A few months ago, we wrote a post about the future of Web search. Specifically, we talked about a new feature that Google was experimenting with at the time. Well, that experiment has now hit prime time and Google has announced its “Search Wiki” offering officially.
From the official Google Blog:
Today we’re launching SearchWiki, a way for you to customize search by re-ranking, deleting, adding, and commenting on search results. With just a single click you can move the results you like to the top or add a new site. You can also write notes attached to a particular site and remove results that you don’t feel belong. These modifications will be shown to you every time you do the same search in the future. SearchWiki is available to signed-in Google users. We store your changes in your Google Account. If you are wondering if you are signed in, you can always check by noting if your username appears in the upper right-hand side of the page.
The changes you make only affect your own searches. But SearchWiki also is a great way to share your insights with other searchers. You can see how the community has collectively edited the search results by clicking on the “See all notes for this SearchWiki” link.

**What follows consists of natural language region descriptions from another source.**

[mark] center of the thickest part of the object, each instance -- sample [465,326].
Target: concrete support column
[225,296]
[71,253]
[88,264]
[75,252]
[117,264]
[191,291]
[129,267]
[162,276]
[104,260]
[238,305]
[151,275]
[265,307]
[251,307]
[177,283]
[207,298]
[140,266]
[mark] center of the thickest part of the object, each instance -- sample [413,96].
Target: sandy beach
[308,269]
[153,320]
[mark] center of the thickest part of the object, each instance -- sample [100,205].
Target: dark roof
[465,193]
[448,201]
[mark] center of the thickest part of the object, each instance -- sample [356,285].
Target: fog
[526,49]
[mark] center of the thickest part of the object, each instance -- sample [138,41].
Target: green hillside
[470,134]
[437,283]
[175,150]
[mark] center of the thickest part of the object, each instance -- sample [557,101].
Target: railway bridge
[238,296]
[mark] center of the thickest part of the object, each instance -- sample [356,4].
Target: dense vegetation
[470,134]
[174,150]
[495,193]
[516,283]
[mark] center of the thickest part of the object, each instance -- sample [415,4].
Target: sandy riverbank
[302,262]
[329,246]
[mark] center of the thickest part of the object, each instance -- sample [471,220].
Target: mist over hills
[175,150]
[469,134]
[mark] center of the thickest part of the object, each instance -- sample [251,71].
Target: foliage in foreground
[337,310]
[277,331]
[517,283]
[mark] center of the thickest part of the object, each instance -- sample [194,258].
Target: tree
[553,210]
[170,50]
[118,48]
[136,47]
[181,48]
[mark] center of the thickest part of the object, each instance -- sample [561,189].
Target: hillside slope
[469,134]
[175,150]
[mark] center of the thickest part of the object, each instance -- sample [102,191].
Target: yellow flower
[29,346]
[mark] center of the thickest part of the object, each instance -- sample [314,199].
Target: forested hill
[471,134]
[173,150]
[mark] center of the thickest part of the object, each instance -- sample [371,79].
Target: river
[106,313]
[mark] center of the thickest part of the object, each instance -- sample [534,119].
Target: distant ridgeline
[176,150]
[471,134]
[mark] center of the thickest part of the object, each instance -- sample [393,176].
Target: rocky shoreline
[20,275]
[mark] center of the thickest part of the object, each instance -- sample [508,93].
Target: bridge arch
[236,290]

What’s interesting about this feature is that it allows users to take more control over how they experience the Web. Google has become the de facto starting point on the Web for many users, and much like our mobile phones have erased our need/ability to remember phone numbers, Google is gradually eroding our need to remember URLs. The feature allows you to move the sites and search results you find most relevant up to the top of your search results pages, speeding up your Web surfing and making sure your favorite sites are easy to find. It’s sort of like bookmarking your search results—if you find a result on say, page 8 of the results but want to make sure that result is easy to find again, you simply click the little “up” arrow to move the result to your front page. Similarly, you can demote results that you didn’t find useful by clicking the little “down” arrow next to a particular result.
We’ve just begun playing around with this feature, and I’m curious to see how much we’ll actually use it. Will it be one of those “nice-to-haves” that doesn’t end up changing the game all that much? Or will we soon be asking ourselves, “What did we ever do without search Wiki?”